We examined clinicopathologic findings in 86 cases with peripheral lung nodules less than 30 mm in size diagnosed by open lung or video-assisted thoracoscopic surgery (VATS) biopsy. Biopsies were conducted because of the new appearance or enlargement of nodules as evidenced in a comparison with retrospective chest films in 47 patients, X-ray findings of malignancy suspicion without retrospective films in 13, enlargement of nodules after the administration of antituberculosis agents in 9, and a past history of malignancy in 17. Mean tumor size was 18.1 mm in primary lung cancer (n = 29), 16.2 mm in metastatic lung cancer (n = 13), 16.3 mm in tuberculosis (n = 18), 15.3 mm in nonspecific inflammation (n = 12), 16.7 mm in benign lung tumors (n = 7), 7.5 mm in intrapulmonary lymph node (n = 2), and 19.4 mm in others (n = 5). Among primary lung cancers with a clear N-factor, the percentage of T1N0M0 cancers was up to 72%. No significant difference was observed in either of the reasons for these biopsies and the size of nodules among diseases. To detect early lung cancer and increase the rate of cure, small pulmonary nodules that could be hardly diagnosed using bronchoscopic or needle aspiration biopsy should be diagnosed positively using VATS biopsy.

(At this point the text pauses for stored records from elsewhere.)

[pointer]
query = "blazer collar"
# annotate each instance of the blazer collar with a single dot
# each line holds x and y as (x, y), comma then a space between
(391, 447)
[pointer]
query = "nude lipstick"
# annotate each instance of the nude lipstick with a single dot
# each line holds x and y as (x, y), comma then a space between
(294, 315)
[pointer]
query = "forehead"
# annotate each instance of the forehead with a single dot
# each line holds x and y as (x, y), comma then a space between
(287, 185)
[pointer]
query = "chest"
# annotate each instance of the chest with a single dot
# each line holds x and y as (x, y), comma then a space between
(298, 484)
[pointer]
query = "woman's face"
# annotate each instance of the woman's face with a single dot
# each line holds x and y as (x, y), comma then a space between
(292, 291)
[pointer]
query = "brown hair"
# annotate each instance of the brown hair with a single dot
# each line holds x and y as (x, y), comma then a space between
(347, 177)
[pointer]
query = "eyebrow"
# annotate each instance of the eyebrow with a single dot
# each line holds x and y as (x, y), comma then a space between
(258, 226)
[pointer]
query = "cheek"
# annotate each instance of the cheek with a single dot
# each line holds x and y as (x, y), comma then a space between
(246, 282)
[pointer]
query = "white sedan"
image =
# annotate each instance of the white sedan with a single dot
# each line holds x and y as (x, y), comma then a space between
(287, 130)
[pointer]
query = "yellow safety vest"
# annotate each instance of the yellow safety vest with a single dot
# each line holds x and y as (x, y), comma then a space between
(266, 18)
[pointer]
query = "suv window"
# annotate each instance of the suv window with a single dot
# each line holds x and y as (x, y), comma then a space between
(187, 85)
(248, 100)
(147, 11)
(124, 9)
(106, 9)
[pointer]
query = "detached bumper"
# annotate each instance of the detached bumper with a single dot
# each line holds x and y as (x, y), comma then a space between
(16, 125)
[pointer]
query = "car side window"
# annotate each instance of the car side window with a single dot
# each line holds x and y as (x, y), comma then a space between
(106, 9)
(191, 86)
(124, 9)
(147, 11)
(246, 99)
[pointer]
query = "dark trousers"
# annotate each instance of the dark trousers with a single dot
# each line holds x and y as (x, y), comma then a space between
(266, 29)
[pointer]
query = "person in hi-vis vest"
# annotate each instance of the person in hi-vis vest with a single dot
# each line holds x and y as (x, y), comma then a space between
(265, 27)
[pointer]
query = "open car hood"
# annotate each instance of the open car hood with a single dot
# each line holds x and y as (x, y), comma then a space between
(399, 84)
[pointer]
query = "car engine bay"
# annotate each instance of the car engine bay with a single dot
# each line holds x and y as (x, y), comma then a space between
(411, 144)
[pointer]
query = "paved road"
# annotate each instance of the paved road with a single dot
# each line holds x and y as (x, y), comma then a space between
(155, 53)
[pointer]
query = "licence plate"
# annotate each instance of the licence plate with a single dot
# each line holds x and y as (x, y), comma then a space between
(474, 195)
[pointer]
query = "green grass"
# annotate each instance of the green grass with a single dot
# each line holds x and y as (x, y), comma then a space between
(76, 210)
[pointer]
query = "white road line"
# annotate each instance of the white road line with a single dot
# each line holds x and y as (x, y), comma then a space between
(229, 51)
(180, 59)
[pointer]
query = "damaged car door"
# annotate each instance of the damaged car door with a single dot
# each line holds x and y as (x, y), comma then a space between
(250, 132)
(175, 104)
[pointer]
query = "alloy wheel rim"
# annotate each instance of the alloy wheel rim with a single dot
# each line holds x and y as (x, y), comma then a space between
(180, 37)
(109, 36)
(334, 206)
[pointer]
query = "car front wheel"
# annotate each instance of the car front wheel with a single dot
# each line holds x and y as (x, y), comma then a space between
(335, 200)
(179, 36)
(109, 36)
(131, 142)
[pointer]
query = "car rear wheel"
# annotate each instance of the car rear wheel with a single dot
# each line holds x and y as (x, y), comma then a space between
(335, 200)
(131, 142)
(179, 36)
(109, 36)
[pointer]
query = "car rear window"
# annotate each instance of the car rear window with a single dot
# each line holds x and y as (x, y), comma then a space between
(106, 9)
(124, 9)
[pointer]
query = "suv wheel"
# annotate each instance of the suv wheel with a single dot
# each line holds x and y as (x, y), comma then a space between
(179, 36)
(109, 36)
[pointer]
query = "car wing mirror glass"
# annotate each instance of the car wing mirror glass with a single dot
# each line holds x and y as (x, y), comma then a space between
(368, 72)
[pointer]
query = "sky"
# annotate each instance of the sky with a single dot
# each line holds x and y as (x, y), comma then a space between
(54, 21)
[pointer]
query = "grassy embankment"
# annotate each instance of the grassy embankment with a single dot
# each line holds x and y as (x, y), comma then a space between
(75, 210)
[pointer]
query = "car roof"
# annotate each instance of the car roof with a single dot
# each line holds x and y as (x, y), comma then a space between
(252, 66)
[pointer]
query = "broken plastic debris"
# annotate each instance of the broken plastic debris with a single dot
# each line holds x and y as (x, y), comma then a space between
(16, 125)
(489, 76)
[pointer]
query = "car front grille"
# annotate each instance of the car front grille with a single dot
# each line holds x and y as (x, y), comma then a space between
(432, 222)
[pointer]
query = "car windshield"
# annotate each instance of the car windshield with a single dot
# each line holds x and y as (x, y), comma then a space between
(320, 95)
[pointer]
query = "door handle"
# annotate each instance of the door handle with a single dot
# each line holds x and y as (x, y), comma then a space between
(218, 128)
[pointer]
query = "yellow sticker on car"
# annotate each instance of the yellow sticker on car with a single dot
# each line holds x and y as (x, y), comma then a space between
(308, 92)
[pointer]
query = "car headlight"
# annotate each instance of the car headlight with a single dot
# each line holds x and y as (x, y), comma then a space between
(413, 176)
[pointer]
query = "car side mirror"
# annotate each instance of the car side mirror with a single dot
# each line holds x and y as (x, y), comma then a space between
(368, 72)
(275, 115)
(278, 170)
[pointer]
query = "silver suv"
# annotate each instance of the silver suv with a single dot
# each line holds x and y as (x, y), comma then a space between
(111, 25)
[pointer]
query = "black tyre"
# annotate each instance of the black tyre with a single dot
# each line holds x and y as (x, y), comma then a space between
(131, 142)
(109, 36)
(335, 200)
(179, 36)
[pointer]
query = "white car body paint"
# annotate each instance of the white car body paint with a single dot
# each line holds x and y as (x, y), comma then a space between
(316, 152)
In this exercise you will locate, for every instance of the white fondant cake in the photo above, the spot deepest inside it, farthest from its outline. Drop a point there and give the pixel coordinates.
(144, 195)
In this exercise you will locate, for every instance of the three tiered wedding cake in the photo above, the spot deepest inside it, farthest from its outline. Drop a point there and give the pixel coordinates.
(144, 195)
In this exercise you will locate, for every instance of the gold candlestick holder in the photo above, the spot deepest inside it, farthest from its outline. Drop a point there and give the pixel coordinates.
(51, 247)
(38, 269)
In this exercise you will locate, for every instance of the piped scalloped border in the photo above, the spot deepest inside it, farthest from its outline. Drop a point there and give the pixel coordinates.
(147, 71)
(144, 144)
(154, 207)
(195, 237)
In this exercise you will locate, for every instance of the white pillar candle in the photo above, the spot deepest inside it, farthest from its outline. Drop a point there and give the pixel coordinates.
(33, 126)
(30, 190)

我们对86例经开胸肺活检或电视辅助胸腔镜手术(VATS)活检确诊的外周肺结节大小小于30mm的病例进行了临床病理研究。活检的进行是因为47例患者与回顾性胸部X线片相比结节有新出现或增大,13例无回顾性胸片但X线检查怀疑为恶性,9例在抗结核药物治疗后结节增大,以及17例有恶性肿瘤病史。原发性肺癌(n = 29)的平均肿瘤大小为18.1mm,转移性肺癌(n = 13)为16.2mm,肺结核(n = 18)为16.3mm,非特异性炎症(n = 12)为15.3mm,良性肺肿瘤(n = 7)为16.7mm,肺内淋巴结(n = 2)为7.5mm,其他(n = 5)为19.4mm。在有明确N分期因素的原发性肺癌中,T1N0M0期癌症的比例高达72%。这些活检的原因和疾病之间结节大小均未观察到显著差异。为了早期发现肺癌并提高治愈率,对于难以通过支气管镜或针吸活检诊断的小肺结节,应采用VATS活检进行积极诊断。